Parallels can be drawn here to MPI's asynchronous send. We hide the latency of the send by using Isend, placing data into a buffer, and continuing to read things while it is sending.


Question Why is the bar for "Read" longer in each of the W-R cases? Wouldn't both orderings have the same read latency?


While I don't know for sure why the read time increases, I have two ideas. The first is that this graph looks hand-made, so it might just be accidental. Another idea is that a read from memory might require bumping something out of the cache, which in the W-R model requires actually righting that part to memory (as opposed to in Base where anything in the cache is also in main memory already).

I'm not confident on that though. Anyone else have thoughts?


@mschervi: The graph is real data from a simulated system, so it's hard to say. I wouldn't lose too much sleep over it. One answer might be that if no reordering took place, the reads don't have to contend with outstanding rights for resources such as the chip interconnect, or cache controller logic, so they complete faster. In the reordered case, a read might get held up if the interconnect was busy handling a buffered write. This might cause the experimental framework to account for this time as "waiting for a read", whereas in the no-reordering setup the time would be attributed to the latency of a write.


A question posed in class was "why is there no read buffer?" The answer is that the result of a read is used immediately, and thus program execution cannot continue until the read is satisfied. The write buffer is used so that the program can continue without having to wait for the write to propagate.


Eventual consistency, while not a really serious issue with the average Facebook post, can be an issue in industries such as the finance industry. An interesting paper on what eventual really means, in a probabilistic sense, can be found here.


In case it's hard to read, green is transistors (DDD), dark blue is clock speed (MHz), light blue is power (Watts), and purple is performance/clock (ILP) rate. ILP is instruction level parallelism, and I believe DDD is Double Diffused Drain...?


The answer to the question in this slide is:

parallelism performance is more focused on latency than throughput. Although the dumb way of asking a 10-core processor to do the same at once will increase the throughput by a factor of 10 but not affect the latency, the ultimate goal of parallelism is to shorten the amount of time to finish a certain job, through better algorithms, work distribution and communications.


@choutiy: I'm not sure if I agree entirely.
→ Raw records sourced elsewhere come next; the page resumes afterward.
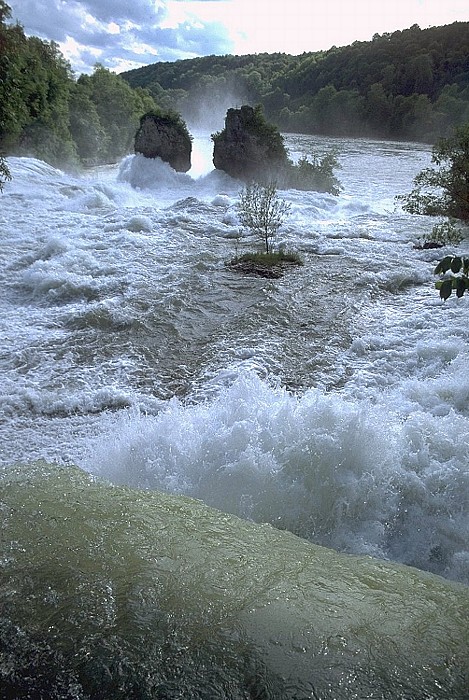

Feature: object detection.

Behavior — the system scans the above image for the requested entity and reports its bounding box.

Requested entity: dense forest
[121,22,469,143]
[0,0,469,172]
[0,0,158,167]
The four-core CPU in my laptop allows me to watch a video on YouTube, run MS Word, download from Netflix, and play a song in iTunes easily in parallel, but it doesn't reduce the time I get any of those things done in comparison to if I was running any one of those programs on its own on a single core processor.

While its true that a single task with ample sub-task parallelism may complete faster on a parallel machine, parallel execution of many tasks at once can actually slow down the time to task any one of those tasks.


Because the machine has 4 cores, the first obvious attempt was to make 4 tasks and launch them. Due to work load imbalance though (specifically, tasks near the middle of the image were larger), it is actually more advantageous to create far more than 4 tasks to be dynamically assigned to the 4 cores, or statically assign tasks with more balanced loads per core, such as outermost to innermost chunks, or divide the image differently such as making the tasks near the middle of the image cover fewer rows.


Work queues can suffer from poor performance under certain circumstances. For example, they do not scale very well due to contention, as each request from the queue must be handled atomically. Also, if the tasks are very small (e.g. arithmetic operations), the overhead from constantly querying the work queue could exceed the performance gains from doing the dynamic assignment.